The government should push forward with the Swansea tidal lagoon scheme in order to save steel industry jobs

Support for Swansea Tidal Lagoon could save steel jobs

The government should urgently decide on support for the Tidal Lagoon Swansea Bay project in order to save steel industry jobs in Wales, a Labour MP has suggested.

Speaking in the wake of the announcement by Tata Steel that it will cut a further 1,050 jobs, Stephen Kinnock, an MP for Aberavon, suggested that pushing the green energy project forward would boost the struggling British steel sector.

"In the Swansea Bay Tidal Lagoon project there is an opportunity for both job creation and support to the steel industry because of the steel turbines that would be at the heart of the lagoon project,” Kinnock said during the second reading of the Energy Bill.

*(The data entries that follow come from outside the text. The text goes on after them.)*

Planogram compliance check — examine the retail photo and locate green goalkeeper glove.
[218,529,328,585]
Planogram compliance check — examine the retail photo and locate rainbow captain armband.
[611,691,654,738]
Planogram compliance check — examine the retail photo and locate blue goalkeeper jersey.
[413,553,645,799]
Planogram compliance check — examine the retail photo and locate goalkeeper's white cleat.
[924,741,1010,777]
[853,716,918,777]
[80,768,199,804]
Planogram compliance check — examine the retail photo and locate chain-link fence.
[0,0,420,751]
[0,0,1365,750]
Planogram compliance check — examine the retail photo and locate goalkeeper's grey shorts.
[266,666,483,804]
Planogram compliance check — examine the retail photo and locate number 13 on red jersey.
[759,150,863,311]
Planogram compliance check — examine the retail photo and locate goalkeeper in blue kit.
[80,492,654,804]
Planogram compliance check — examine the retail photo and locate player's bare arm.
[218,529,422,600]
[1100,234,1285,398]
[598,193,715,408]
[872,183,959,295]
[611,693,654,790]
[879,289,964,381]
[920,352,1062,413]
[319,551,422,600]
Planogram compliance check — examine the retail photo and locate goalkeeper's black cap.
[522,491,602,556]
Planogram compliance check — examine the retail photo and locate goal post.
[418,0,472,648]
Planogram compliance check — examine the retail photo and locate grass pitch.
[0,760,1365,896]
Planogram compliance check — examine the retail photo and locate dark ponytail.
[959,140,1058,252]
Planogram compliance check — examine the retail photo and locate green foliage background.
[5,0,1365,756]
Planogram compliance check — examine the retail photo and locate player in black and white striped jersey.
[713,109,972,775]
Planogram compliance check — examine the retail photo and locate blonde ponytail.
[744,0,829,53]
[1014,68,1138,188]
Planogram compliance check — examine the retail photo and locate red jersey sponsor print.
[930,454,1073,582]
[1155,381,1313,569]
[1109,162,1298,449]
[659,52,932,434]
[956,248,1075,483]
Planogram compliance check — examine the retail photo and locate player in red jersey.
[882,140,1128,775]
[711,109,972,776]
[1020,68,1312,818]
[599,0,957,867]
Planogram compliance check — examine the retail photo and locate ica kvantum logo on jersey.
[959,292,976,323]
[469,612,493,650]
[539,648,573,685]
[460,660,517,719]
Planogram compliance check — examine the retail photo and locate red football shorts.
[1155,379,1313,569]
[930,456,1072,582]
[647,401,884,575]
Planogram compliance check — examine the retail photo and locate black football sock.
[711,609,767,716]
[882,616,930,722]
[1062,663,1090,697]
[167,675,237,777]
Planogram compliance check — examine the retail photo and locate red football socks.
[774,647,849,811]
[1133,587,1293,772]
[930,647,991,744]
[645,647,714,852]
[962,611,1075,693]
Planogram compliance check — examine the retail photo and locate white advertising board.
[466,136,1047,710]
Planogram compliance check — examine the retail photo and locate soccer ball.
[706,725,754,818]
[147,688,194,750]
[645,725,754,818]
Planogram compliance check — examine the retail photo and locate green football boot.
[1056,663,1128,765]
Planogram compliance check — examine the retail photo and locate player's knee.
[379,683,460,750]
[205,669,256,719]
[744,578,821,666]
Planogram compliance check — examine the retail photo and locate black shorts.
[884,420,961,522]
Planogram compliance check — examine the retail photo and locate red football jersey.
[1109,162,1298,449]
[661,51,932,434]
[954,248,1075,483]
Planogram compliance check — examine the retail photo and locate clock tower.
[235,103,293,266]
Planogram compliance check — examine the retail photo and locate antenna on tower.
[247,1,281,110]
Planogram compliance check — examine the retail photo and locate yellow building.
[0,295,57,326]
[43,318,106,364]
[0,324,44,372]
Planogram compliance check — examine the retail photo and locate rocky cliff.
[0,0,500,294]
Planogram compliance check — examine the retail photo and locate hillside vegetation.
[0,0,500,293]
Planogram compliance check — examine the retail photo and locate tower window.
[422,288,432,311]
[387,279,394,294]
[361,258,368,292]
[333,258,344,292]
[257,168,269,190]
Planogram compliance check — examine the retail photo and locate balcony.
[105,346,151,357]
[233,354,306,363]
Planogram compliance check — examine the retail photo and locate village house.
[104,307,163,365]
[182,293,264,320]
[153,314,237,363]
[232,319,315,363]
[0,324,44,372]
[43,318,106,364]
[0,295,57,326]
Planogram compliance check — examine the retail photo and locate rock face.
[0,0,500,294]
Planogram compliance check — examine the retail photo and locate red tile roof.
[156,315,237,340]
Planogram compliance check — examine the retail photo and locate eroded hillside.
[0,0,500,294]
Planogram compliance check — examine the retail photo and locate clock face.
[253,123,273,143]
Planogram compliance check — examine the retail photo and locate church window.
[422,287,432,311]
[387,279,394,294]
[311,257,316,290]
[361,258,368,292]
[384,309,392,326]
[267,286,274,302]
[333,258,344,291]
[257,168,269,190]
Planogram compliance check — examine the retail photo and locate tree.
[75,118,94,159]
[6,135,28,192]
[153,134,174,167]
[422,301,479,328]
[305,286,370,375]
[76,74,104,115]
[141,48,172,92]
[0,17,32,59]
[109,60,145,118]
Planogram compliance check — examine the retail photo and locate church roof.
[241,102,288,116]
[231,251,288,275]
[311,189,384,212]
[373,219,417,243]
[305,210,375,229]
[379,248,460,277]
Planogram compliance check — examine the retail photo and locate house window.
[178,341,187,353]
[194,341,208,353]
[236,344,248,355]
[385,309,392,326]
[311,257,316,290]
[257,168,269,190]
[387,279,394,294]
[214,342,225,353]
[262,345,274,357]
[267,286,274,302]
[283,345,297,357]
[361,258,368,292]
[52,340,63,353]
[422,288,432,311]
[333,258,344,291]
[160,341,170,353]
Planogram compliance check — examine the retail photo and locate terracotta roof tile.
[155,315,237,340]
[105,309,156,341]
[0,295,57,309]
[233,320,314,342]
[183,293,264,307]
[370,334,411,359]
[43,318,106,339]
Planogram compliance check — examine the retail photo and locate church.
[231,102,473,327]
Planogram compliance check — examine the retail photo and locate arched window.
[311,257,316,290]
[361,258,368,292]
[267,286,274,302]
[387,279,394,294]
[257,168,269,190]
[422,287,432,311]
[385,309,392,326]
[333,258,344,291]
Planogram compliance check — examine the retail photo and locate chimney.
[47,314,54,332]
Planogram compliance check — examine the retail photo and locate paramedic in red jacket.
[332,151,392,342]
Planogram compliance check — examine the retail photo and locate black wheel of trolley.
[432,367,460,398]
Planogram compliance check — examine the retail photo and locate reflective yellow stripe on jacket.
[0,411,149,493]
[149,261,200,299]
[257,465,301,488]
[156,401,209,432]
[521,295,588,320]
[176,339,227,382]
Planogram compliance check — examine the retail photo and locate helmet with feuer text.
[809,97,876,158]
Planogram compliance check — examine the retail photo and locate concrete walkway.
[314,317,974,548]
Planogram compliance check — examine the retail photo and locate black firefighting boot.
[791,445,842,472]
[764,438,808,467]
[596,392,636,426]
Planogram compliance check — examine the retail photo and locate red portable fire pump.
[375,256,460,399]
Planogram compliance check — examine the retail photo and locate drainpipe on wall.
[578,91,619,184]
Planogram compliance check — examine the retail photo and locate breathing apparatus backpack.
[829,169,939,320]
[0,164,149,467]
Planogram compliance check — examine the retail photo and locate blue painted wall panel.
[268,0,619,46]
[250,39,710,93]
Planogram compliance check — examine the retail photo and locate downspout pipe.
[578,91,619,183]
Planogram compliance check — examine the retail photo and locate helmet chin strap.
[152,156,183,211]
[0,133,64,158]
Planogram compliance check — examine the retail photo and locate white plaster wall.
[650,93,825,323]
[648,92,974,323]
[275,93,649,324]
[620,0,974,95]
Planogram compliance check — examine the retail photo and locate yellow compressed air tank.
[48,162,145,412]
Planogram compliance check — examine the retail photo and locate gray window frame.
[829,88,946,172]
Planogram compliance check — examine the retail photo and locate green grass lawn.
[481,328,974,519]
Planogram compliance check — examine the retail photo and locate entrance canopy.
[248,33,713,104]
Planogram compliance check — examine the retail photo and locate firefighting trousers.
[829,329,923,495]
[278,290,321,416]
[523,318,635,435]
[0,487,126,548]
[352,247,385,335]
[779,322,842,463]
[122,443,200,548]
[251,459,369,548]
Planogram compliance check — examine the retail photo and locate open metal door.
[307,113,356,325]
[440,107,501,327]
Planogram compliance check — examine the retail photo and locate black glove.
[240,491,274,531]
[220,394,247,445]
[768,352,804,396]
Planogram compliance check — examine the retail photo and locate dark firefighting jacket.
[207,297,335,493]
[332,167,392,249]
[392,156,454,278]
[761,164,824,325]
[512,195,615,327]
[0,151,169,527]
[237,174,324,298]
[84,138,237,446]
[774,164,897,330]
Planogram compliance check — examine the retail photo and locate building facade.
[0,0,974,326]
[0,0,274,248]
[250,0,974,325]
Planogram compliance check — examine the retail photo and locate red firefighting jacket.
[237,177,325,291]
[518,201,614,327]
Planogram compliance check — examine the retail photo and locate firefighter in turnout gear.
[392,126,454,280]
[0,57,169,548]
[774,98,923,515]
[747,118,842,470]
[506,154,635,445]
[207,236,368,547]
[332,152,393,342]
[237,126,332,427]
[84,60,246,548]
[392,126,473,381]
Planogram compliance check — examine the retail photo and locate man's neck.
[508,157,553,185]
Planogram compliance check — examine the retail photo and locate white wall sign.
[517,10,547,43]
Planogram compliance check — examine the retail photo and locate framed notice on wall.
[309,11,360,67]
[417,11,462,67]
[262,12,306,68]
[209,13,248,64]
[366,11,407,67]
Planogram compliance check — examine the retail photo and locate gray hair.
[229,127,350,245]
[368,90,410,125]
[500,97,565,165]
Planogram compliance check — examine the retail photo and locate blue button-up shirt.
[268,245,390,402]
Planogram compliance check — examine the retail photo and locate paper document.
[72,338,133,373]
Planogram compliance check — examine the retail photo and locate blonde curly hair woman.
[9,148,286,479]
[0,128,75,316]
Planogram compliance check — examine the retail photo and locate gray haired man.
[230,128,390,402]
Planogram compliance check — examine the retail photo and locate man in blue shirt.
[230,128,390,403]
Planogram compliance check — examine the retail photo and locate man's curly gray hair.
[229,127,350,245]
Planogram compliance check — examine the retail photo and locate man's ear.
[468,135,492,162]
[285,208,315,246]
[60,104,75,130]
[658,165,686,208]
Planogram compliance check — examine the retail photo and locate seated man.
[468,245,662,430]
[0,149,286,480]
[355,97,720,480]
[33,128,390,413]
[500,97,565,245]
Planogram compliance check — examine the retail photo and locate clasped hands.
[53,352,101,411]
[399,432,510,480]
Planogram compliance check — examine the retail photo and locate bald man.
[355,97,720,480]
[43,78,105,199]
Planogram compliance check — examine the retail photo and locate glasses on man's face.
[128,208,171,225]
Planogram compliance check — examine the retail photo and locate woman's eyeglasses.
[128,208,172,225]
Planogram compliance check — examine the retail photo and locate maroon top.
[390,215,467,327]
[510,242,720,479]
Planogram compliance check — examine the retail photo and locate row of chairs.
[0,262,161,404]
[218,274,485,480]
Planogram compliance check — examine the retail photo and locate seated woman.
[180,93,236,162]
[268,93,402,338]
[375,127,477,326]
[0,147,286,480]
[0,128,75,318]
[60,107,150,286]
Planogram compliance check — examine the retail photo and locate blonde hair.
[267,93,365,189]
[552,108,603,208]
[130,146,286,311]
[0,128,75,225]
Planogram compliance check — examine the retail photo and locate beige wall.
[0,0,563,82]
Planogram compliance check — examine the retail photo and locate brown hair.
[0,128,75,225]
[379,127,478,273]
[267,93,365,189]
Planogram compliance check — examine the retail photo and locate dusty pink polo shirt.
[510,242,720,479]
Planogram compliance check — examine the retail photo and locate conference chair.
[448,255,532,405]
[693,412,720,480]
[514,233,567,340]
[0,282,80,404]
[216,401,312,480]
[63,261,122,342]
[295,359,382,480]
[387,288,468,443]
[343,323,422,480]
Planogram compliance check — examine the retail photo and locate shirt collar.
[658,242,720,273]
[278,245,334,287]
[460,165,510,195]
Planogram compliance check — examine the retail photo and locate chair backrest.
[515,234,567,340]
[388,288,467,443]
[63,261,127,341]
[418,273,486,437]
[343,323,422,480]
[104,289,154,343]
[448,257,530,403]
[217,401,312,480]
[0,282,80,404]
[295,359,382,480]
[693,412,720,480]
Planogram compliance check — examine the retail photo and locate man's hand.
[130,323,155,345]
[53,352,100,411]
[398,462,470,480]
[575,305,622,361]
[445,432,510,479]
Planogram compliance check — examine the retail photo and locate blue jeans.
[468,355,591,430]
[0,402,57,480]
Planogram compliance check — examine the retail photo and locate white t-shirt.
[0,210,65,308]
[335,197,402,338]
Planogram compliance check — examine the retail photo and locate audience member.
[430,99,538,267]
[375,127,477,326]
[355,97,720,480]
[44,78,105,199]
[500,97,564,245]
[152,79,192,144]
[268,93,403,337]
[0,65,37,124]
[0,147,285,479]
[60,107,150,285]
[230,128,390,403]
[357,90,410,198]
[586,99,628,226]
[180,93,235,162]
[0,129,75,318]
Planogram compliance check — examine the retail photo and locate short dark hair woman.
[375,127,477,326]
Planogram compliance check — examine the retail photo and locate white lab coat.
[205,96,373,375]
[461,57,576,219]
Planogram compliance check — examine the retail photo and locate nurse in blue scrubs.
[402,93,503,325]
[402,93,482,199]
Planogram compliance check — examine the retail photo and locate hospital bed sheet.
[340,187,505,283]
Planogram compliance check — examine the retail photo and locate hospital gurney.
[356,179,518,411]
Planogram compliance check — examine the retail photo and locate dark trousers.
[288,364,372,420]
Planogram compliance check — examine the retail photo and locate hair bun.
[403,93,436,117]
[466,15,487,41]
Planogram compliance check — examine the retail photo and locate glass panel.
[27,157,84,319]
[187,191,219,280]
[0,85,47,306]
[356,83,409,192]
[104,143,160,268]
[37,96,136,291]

"But the Government has dodged and delayed the decision. Every missed deadline sets the project back. Every day or week of delay costs months or years and it costs jobs.”

The government has previously granted planning permission for the innovative £1bn power plant, but has not elaborated yet on how much public support the scheme could expect to receive.

"The Swansea Bay Tidal Lagoon would be the first of its kind in the world and shows how important it is for this Government to act decisively and create certainty," Kinnock added.

The proposed six-mile long seawall would feature 16 underwater turbines capable of generating 500 gigawatt hours of electricity per year - enough to power 155,000 homes for 120 years.

The latest round of Tata Steel redundancies will affect workers at the firm’s plants in Port Talbot and Llanwern in South Wales.